And just as it’s true that rock ‘n’ roll always sounds best played in a dump of a joint, the music in those dark times was sounding good; rock ‘n’ roll music was at the center of American culture—it was kicking holes in the bland beige walls of what had been a comfortable dumbed-down society and new records were like letters from the front lines of the avant garde.

Stoppard’s latest is Rock ‘n’ Roll and I saw it at the Goodman Theatre in Chicago a few months back.  Like all of his work, it is an explosion of ideas, wordplay, puns, allusions to history, literature and obscure bits of philosophy–you gotta be on your toes.  Loosely based on the experiences of various Czech dissidents of the time—Vaclav Havel included—the play traces the lives of a young Czech student, Jan, studying at Cambridge in 1968 and the family of a beleaguered English Marxist professor who’s as Red as Red Square who says things like, “I’m down to one belief, that between theory and practice there’s a decent fit—not perfect but decent: ideology and a sensible fair society, it’s my double helix and I won’t be talked out of it or done out of it or shamed out of it.  We just have to be better.”

But young Jan is the focus—he goes back to Prague in 1968 after the Soviets crushed the reforms of the Dubcek government, he goes back to look after his mother.  He’s a lovable longhaired kid who pores over his vast collection of albums and studies and quotes them as thoroughly as Max quotes Marx.  Later, in 1969 says:

“You can’t face life without a guarantee.
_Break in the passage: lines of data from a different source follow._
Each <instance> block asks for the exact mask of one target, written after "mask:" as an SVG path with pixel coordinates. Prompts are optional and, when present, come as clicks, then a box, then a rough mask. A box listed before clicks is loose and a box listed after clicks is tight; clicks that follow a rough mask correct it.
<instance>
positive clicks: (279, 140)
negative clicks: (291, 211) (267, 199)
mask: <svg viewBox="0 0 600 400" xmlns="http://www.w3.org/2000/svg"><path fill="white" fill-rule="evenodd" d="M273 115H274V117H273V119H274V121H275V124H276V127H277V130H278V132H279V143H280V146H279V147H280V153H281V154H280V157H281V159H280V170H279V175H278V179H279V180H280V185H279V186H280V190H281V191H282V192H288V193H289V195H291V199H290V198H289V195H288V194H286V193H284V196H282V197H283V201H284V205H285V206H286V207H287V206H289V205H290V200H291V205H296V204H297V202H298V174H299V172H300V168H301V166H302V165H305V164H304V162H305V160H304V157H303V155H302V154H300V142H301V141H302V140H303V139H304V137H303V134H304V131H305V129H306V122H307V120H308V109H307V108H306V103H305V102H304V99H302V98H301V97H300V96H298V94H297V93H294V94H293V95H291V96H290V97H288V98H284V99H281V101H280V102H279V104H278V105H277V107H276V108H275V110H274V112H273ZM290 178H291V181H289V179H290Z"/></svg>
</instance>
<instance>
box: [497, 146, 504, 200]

So you convince yourself everything’s going to end badly.  But look—when the Russians invaded, you would have bet on mass arrests, the government in jail, everything banned, reformers thrown out of jobs, out of the universities, the whole Soviet thing, with accordion bands playing Beatle songs.  I thought the same thing.  I came back to save rock ‘n’ roll, and my mother actually.  But none of it happened.  My mum’s okay, and there’s equipment held together with spit.  I was in the Music F Club where they had this amateur rock competition.  The Plastic People of the Universe played ‘Venus in Furs’ from Velvet Underground, and I knew everything was basically okay.”

As the play ends in August 1990, as Jan and Esme—the beautiful and now grown-up rock ‘n’ roll nymph of ’68—go to a free Rolling Stones concert in Prague, following the bloodless Velvet Revolution overthrowing the Communist regime, Jan is happy yet gently laments the loss of his old world, replaced by a new one where the central question is “Who will be famous?  Who will be rich?”   Esme says, “I don’t care, I don’t care, I don’t care.”

And the stage goes black as Keith Richards and Charlie Watts kick off the thunderous and exhilarating guitar and drum driven opening to You Got Me Rocking—it reaches down to your spine and you shudder to the yes of rock ‘n’ roll and know that the music is important.